Towards stacking fault energy engineering in FCC high entropy alloys

Stacking Fault Energy (SFE) is an intrinsic alloy property that governs much of the plastic deformation mechanisms observed in fcc alloys. While SFE has been recognized for many years as a key intrinsic mechanical property, its inference via experimental observations or prediction using, for example, computationally intensive first-principles methods is challenging. This difficulty precludes the explicit use of SFE as an alloy design parameter. In this work, we combine DFT calculations (with necessary configurational averaging), machine-learning (ML) and physics-based models to predict the SFE in the fcc CoCrFeMnNiVAl high-entropy alloy space. The best-performing ML model is capable of accurately predicting the SFE of arbitrary compositions within this 7-element system.

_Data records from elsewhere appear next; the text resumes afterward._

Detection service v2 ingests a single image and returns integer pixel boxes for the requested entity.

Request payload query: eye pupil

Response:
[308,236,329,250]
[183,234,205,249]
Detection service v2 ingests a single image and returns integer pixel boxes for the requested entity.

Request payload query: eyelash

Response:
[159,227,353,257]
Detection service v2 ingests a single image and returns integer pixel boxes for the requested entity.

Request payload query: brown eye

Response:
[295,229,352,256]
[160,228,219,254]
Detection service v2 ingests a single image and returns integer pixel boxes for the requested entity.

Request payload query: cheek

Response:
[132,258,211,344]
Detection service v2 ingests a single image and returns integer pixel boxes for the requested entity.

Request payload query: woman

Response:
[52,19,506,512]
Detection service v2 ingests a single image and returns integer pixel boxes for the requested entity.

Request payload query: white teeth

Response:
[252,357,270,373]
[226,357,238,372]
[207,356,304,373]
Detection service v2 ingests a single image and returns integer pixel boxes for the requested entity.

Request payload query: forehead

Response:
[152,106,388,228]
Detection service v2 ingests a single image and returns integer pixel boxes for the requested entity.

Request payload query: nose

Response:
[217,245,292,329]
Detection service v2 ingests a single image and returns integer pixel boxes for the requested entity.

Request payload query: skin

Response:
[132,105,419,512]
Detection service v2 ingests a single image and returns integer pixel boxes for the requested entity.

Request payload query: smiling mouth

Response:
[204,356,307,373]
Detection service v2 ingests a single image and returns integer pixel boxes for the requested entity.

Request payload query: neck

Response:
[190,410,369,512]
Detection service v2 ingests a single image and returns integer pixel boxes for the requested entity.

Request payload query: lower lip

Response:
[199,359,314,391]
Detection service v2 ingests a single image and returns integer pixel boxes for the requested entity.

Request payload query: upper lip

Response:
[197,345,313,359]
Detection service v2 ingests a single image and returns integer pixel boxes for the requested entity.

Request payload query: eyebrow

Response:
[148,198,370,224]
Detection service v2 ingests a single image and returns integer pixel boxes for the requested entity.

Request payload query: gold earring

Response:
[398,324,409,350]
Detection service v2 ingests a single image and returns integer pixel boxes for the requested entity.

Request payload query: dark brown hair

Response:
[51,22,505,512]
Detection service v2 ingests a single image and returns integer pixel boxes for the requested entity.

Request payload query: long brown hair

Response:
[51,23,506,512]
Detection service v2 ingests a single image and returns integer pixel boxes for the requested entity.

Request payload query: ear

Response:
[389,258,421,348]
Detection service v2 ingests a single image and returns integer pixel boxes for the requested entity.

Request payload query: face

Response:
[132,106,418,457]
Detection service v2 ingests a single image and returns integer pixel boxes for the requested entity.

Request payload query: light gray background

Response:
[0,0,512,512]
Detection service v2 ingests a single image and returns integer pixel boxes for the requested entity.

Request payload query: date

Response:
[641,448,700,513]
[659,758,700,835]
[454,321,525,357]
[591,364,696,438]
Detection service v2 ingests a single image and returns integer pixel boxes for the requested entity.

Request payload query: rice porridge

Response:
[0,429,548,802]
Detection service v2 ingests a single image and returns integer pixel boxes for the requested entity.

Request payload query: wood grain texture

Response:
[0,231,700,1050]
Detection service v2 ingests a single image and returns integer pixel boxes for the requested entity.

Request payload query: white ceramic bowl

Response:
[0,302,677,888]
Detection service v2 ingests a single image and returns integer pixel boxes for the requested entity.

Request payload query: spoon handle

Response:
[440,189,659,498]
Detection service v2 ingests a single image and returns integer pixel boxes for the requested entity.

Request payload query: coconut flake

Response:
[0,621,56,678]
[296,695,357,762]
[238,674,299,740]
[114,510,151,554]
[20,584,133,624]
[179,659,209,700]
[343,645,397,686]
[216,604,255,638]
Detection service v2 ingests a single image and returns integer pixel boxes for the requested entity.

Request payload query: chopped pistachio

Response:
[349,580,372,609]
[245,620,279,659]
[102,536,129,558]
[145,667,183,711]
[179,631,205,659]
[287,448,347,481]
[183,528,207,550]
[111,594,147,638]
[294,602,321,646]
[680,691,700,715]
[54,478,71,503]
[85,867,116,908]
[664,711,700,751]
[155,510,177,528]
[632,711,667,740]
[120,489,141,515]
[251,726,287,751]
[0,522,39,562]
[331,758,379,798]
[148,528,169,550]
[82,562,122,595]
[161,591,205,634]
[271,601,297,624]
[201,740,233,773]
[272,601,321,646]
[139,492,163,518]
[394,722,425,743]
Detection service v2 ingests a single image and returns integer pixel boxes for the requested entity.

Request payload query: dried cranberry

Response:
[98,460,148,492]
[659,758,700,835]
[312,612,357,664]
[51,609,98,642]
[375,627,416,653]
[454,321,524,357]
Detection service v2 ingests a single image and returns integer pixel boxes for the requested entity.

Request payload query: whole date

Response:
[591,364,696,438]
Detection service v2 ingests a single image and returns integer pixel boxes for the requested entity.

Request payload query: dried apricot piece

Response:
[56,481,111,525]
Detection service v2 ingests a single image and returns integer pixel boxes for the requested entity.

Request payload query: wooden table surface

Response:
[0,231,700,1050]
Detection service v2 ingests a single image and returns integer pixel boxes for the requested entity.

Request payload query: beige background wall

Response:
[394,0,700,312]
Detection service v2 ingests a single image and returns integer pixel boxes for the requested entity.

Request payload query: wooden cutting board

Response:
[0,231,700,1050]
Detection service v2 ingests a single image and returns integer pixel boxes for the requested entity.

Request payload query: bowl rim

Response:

This efficient model along with a recently developed model to estimate intrinsic strength of fcc HEAs is used to explore the strength-SFE Pareto front, predicting new-candidate alloys with particularly interesting mechanical behavior.(c) 2021 Acta Materialia Inc. Published by Elsevier Ltd. All rights reserved.

Automated summary

Stacking Fault Energy (SFE), an intrinsic property of alloys, plays a crucial role in governing the plastic deformation mechanisms in fcc alloys. In this study, a combination of DFT calculations, machine learning, and physics-based models is utilized to predict the SFE in the high-entropy alloy space. The developed model accurately predicts the SFE of arbitrary compositions and enables the exploration of new alloys with interesting mechanical behavior.